Buğrahan Doğangil - DUVAR

Buğrahan Doğangil - DUVAR

Kod Adı: Kılıçdaroğlu

Cumhuriyet Halk Partisi’ne çekilen bir operasyon olduğu gün gibi ortada. Operasyonun adı ise “Kod Adı: Kılıçdaroğlu”. Operasyonu çeken ise merkezi iktidarın ta kendisi. Özgür Özel ve Ekrem İmamoğlu önderliğindeki CHP’nin tabandaki yükselişini ve yerel seçimlerde birinci parti olmasını içine sindiremeyen mevcut iktidar yargı ve siyaset eliyle CHP’yi yarışta saf dışı bırakmaya çalışıyor.

Bu operasyona Cumhuriyet Halk Partisi eski Genel Başkanı Sayın Kılıçdaroğlu istemeden ya da isteyerek destek veriyor.
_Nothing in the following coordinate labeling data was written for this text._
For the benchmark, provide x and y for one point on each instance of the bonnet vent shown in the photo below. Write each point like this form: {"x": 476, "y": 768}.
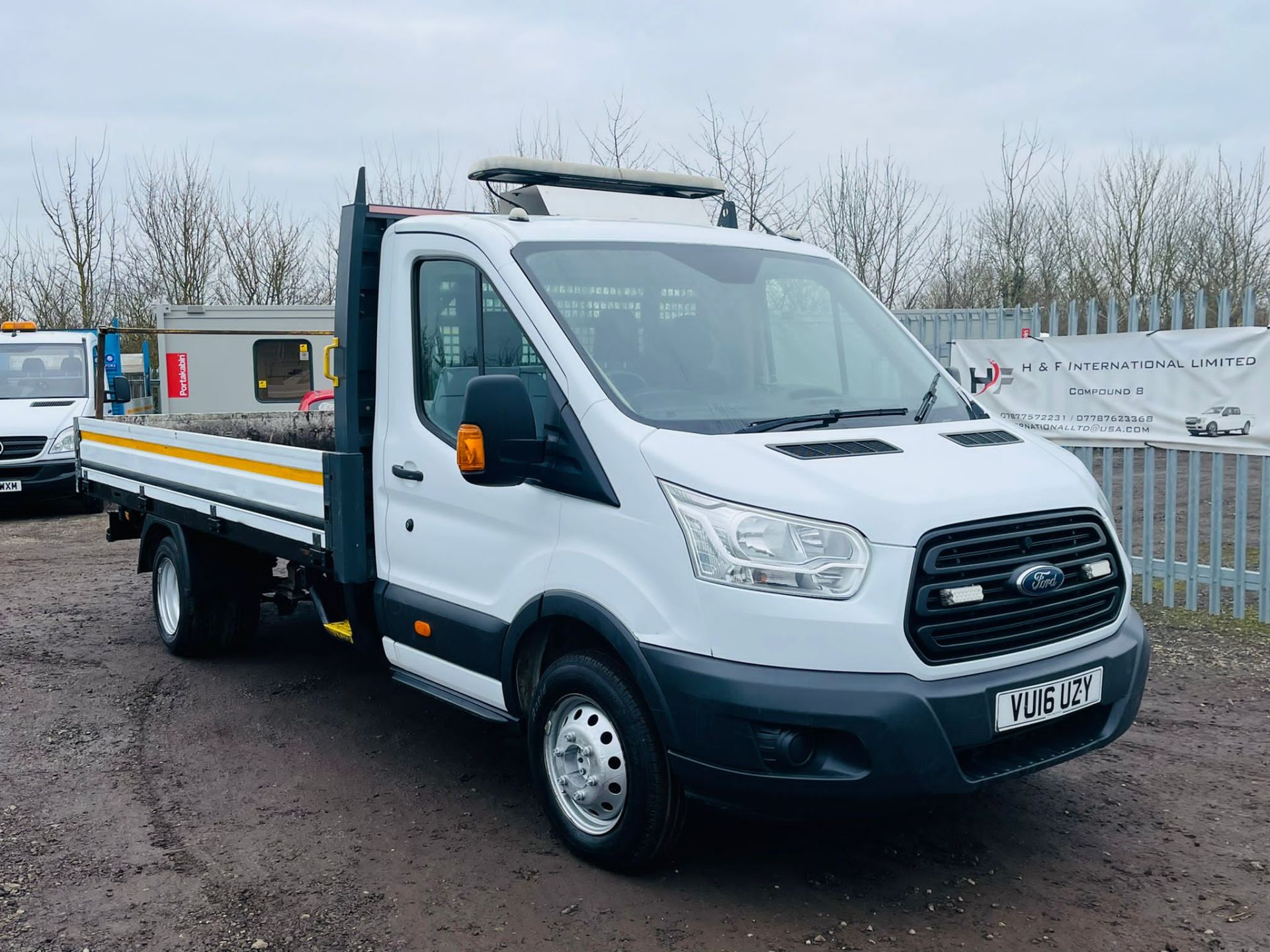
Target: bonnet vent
{"x": 984, "y": 438}
{"x": 846, "y": 447}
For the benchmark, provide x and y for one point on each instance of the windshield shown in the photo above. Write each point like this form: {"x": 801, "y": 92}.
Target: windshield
{"x": 37, "y": 371}
{"x": 716, "y": 339}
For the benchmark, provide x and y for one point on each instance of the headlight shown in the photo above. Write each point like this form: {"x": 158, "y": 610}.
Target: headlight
{"x": 753, "y": 549}
{"x": 65, "y": 442}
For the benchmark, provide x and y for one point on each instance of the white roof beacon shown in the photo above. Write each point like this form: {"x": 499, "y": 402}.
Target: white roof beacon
{"x": 579, "y": 190}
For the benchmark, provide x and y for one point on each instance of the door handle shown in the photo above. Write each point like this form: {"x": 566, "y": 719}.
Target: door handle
{"x": 405, "y": 473}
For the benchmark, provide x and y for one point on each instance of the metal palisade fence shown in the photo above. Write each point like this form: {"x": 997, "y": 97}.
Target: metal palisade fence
{"x": 1195, "y": 524}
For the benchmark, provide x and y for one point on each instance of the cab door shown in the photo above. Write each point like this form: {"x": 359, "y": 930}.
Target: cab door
{"x": 458, "y": 561}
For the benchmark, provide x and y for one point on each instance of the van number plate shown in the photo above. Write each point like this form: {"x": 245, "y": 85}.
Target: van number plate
{"x": 1043, "y": 702}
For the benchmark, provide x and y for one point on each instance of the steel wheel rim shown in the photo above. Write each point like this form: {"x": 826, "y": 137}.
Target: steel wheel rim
{"x": 586, "y": 764}
{"x": 168, "y": 596}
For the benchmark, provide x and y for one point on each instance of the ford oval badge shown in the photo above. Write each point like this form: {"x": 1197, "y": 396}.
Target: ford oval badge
{"x": 1040, "y": 579}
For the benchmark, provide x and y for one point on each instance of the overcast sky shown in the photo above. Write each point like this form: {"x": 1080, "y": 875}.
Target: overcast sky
{"x": 292, "y": 95}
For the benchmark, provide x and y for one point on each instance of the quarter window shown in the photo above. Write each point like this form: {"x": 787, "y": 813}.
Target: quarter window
{"x": 462, "y": 329}
{"x": 284, "y": 370}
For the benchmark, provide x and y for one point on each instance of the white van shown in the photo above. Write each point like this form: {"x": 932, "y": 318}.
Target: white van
{"x": 45, "y": 383}
{"x": 683, "y": 503}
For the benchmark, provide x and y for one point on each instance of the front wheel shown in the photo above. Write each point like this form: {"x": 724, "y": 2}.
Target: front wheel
{"x": 599, "y": 764}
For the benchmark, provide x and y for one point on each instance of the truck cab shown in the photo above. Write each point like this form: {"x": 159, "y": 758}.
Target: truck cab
{"x": 683, "y": 504}
{"x": 45, "y": 385}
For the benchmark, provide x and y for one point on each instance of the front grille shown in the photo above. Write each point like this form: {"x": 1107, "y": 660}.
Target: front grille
{"x": 21, "y": 447}
{"x": 843, "y": 447}
{"x": 986, "y": 554}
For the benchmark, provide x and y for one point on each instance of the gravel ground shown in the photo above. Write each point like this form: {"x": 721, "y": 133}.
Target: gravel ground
{"x": 286, "y": 799}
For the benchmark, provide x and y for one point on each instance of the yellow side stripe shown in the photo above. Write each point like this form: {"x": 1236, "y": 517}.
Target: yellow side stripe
{"x": 198, "y": 456}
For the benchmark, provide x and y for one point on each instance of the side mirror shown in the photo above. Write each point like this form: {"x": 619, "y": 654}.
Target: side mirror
{"x": 498, "y": 442}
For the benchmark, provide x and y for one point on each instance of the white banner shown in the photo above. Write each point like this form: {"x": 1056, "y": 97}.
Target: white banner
{"x": 1188, "y": 389}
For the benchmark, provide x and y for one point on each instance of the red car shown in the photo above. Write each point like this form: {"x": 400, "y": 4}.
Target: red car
{"x": 320, "y": 400}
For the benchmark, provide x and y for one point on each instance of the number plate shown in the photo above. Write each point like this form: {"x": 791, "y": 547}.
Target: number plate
{"x": 1043, "y": 702}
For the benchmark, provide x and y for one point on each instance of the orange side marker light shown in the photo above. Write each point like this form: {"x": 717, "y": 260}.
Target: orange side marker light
{"x": 470, "y": 448}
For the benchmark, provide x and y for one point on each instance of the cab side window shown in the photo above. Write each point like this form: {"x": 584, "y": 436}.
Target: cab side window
{"x": 461, "y": 329}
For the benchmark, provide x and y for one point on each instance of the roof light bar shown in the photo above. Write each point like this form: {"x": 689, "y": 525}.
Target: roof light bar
{"x": 520, "y": 171}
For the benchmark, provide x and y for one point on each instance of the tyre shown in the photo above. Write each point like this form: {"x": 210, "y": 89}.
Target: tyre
{"x": 207, "y": 606}
{"x": 599, "y": 764}
{"x": 177, "y": 611}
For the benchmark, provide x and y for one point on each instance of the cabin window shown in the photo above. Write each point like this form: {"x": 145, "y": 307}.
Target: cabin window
{"x": 284, "y": 370}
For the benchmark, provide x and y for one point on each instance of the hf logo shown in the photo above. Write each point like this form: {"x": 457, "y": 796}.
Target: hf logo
{"x": 994, "y": 377}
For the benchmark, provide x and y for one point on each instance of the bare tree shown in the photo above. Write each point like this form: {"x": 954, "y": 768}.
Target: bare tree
{"x": 11, "y": 274}
{"x": 541, "y": 139}
{"x": 619, "y": 143}
{"x": 48, "y": 288}
{"x": 79, "y": 215}
{"x": 175, "y": 206}
{"x": 1064, "y": 260}
{"x": 1007, "y": 219}
{"x": 879, "y": 221}
{"x": 746, "y": 159}
{"x": 266, "y": 252}
{"x": 1236, "y": 244}
{"x": 412, "y": 182}
{"x": 1141, "y": 220}
{"x": 962, "y": 274}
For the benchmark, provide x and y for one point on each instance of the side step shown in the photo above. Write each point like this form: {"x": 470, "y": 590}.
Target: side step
{"x": 451, "y": 697}
{"x": 341, "y": 630}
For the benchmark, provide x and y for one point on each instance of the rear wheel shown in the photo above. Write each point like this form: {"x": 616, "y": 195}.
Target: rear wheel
{"x": 207, "y": 606}
{"x": 599, "y": 764}
{"x": 175, "y": 603}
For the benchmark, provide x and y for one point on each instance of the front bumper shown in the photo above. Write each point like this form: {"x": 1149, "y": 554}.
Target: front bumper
{"x": 40, "y": 480}
{"x": 878, "y": 735}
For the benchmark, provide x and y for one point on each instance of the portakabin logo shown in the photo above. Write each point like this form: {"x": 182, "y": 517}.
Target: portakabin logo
{"x": 995, "y": 377}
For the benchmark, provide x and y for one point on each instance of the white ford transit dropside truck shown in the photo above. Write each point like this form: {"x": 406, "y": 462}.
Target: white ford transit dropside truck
{"x": 683, "y": 503}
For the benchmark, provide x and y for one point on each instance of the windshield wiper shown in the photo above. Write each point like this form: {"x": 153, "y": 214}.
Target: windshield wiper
{"x": 824, "y": 419}
{"x": 927, "y": 400}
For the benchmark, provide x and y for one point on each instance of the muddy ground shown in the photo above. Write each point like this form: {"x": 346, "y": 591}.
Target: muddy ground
{"x": 288, "y": 797}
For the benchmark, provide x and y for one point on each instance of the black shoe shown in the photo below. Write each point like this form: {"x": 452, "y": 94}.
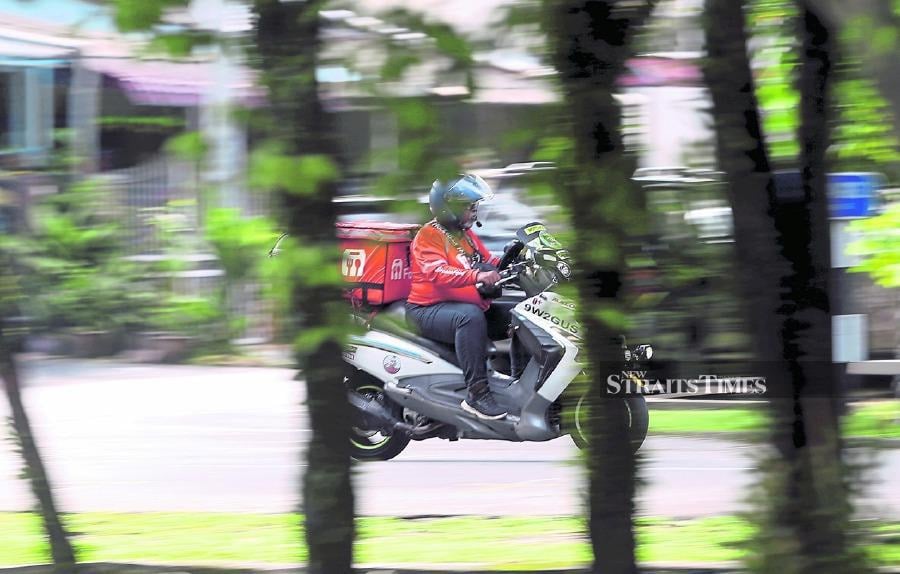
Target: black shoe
{"x": 483, "y": 406}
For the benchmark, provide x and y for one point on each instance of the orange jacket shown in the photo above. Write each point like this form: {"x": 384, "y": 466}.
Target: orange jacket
{"x": 440, "y": 273}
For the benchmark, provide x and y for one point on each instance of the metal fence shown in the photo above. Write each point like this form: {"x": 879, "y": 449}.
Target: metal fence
{"x": 161, "y": 204}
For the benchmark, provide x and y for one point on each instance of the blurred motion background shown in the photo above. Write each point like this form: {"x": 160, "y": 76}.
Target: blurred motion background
{"x": 135, "y": 214}
{"x": 128, "y": 168}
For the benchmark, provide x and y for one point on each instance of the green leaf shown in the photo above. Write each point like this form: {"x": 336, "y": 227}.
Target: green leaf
{"x": 142, "y": 15}
{"x": 302, "y": 175}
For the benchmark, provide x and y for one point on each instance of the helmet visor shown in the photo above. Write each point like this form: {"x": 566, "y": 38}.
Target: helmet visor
{"x": 469, "y": 189}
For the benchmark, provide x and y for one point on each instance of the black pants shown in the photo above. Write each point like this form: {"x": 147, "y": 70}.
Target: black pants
{"x": 464, "y": 325}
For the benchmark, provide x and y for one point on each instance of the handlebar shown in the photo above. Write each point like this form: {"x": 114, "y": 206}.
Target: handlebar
{"x": 507, "y": 274}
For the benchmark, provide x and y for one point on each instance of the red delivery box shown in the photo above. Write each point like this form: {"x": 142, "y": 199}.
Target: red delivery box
{"x": 375, "y": 260}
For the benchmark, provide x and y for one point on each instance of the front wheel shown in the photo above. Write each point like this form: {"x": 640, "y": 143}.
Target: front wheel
{"x": 638, "y": 417}
{"x": 367, "y": 444}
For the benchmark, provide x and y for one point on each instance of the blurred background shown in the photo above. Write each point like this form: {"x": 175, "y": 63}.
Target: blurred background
{"x": 159, "y": 144}
{"x": 138, "y": 228}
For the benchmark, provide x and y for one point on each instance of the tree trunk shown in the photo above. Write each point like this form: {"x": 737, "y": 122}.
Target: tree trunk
{"x": 782, "y": 248}
{"x": 590, "y": 46}
{"x": 287, "y": 38}
{"x": 60, "y": 548}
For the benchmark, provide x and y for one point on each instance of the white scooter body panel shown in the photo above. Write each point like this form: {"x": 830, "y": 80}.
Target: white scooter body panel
{"x": 556, "y": 315}
{"x": 390, "y": 358}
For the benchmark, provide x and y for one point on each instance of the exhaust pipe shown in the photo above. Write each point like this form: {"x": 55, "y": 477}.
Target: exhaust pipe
{"x": 373, "y": 415}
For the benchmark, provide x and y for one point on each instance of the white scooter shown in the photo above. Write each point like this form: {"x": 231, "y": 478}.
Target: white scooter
{"x": 406, "y": 387}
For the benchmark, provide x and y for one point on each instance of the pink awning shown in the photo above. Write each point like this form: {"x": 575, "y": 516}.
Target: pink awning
{"x": 168, "y": 83}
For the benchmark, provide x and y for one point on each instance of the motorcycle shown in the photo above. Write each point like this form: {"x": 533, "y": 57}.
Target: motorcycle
{"x": 405, "y": 387}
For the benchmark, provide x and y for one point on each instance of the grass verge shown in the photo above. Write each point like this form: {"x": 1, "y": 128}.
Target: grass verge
{"x": 869, "y": 420}
{"x": 477, "y": 542}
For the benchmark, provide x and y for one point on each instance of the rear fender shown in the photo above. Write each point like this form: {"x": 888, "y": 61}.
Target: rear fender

Operasyonda maalesef başrolü oynuyor…

Kemal Bey CHP’nin başında faydalı işlere imza atmıştır. Muhalefeti tek bir çatı altında toplamak için gayret göstermiştir. Tüm bu çabalarına saygı duymak gerekirdi ancak; saygı da bir yere kadar. Siz yanınıza topladığınız adamlarınız ile AKP’nin CHP’ye düzenlediği itibar suikastına baş aktör olarak dahil olursanız saygıyı yitirirsiniz. Bu iş bununla da kalmaz insanlar sizden açıkça nefret etmeye başlar. Partililerin büyük kısmı size sırt çevirebilir. Buna gocunacaksanız yanlışa çok müsait olan çıkışları yapmayacaktınız!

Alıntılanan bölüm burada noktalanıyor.